В день этого разговора случилось нечто такое, что, если бы Перикл случайно видел это собственными глазами, заставило бы его задуматься и, может быть, несколько поколебало бы веру в достоинства милезианки, и уменьшило бы его страсть к ней, как вода, вылитая на огонь. От Аспазии к поэту Софоклу и обратно от него к милезианке, много раз были посылаемы тайные послы, один раз сам поэт в вечерних сумерках прокрадывался в дом к подруге Перикла. На этот раз Аспазия возвратилась к себе домой в сопровождении мужчины, которого соседи в потемках приняли за Перикла, но это был Софокл.
У дверей дома оба остановились на мгновение. Может быть, они обдумывали, должен ли спутник Аспазии переступить через порог или же возвратиться обратно. Наконец, Софокл обратился к красавице с вопросом:
– Что священнее – дружба или любовь?
– В каждом единичном случае священнее то из двух, которое старее, улыбаясь возразила Аспазия, отвечая на загадочный вопрос, также загадочно.
После этого обмена словами, Софокл простился и ушел обратно, тогда как Аспазия вошла в дом.
На следующее утро после этого небольшого события прорицатель Лампон явился в дом благоволивший к нему сестры Кимона. Он явился с Акрополя, от Диопита, с которым долго шептался.
Едва окончилось жертвоприношение, для которого Эльпиника пригласила прорицателя, как последний с таинственным видом заговорил о Перикле и Аспазии.
Эльпиника и прорицатель часто и охотно любили болтать о всевозможных новостях и передавать их друг другу.
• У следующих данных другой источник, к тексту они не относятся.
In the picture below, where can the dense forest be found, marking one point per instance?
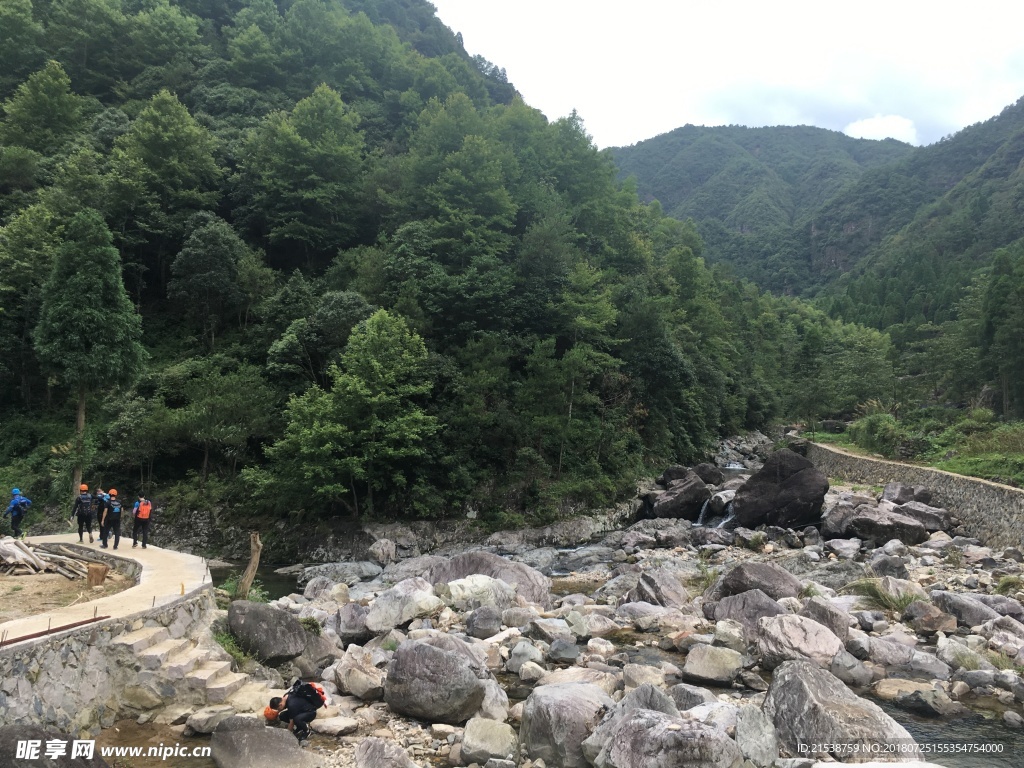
(310, 257)
(923, 244)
– Кажется, боги хотят наказать гордого Перикла, – сказал Лампон.
– Что случилось? – поспешно спросила Эльпиника.
– Пока то, что в дом прекрасной подруги олимпийца Аспазии в сумерках подкрадывается другой.
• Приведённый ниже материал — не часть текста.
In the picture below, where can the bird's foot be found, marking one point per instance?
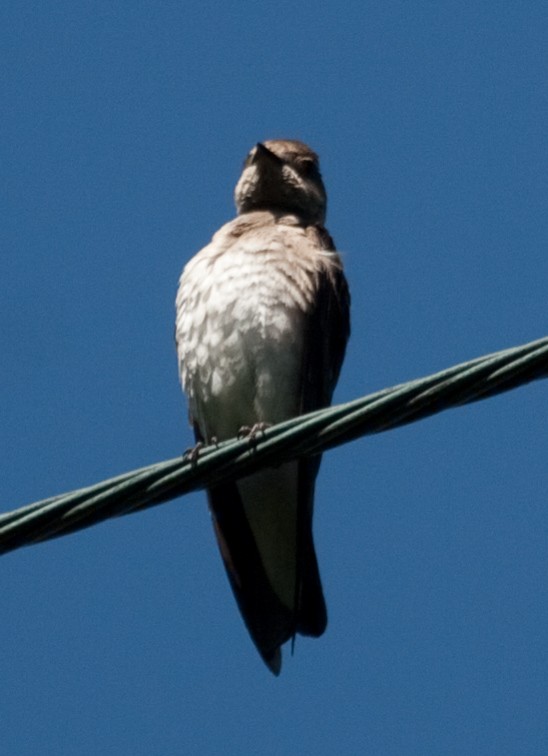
(251, 432)
(193, 452)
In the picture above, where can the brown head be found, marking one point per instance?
(282, 175)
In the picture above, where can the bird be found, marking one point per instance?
(262, 323)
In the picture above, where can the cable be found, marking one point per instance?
(308, 434)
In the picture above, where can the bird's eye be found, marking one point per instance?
(308, 167)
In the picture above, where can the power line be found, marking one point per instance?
(308, 434)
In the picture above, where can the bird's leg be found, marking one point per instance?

– Отчего же нет? – вскричала Эльпиника. – Она – гетера! Но кто этот другой?
– Лучший друг Перикла, любимец богов, как он часто называет себя, трагический поэт с берегов Кефиса.
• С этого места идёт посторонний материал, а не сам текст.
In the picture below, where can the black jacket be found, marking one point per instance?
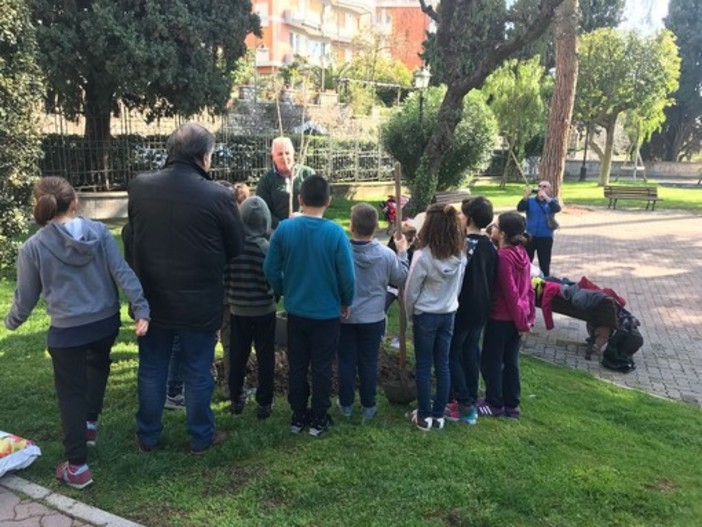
(184, 228)
(475, 298)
– Такой же женский поклонник, как и сам Перикл! – вскричала Эльпиника. – Но ты приносишь уже старую новость, друг Лампон. Уже прошло много времени с тех пор, как этого поэта в первый раз видели в обществе Перикла и Аспазии. Всем известно, что он меньше своего друга влюблен в презренную. Может было подозревать, что он потихоньку ходит к ней – но кто видел его? Кто может быть свидетелем этого?
– Я сам! – вскричал Лампон. – Я сам видел его и мимоходом слышал небольшой разговор у дверей. А вторым свидетелем, если это понадобиться, будет Диопит.
– Хорошо! – вскричала Эльпиника с восторгом. – Это известие, будучи передано Периклу, нанесет смертельный удар его любовной связи с милезианкой. Эта связь есть источник всяких безбожностей в Афинах, и ионийка – великая злодейка, она должна погибнуть! Но кто возьмет на себя смелость передать об этом Периклу?
– Лучше всех для этого подойдет Теодота – так думает Диопит. Эта женщина с некоторого времени не без успеха, как кажется, забросила свои сети на возлюбленного Аспазии, и если она доставит ему доказательство неверности милезианки, то ей легче всего будет устранить Аспазию.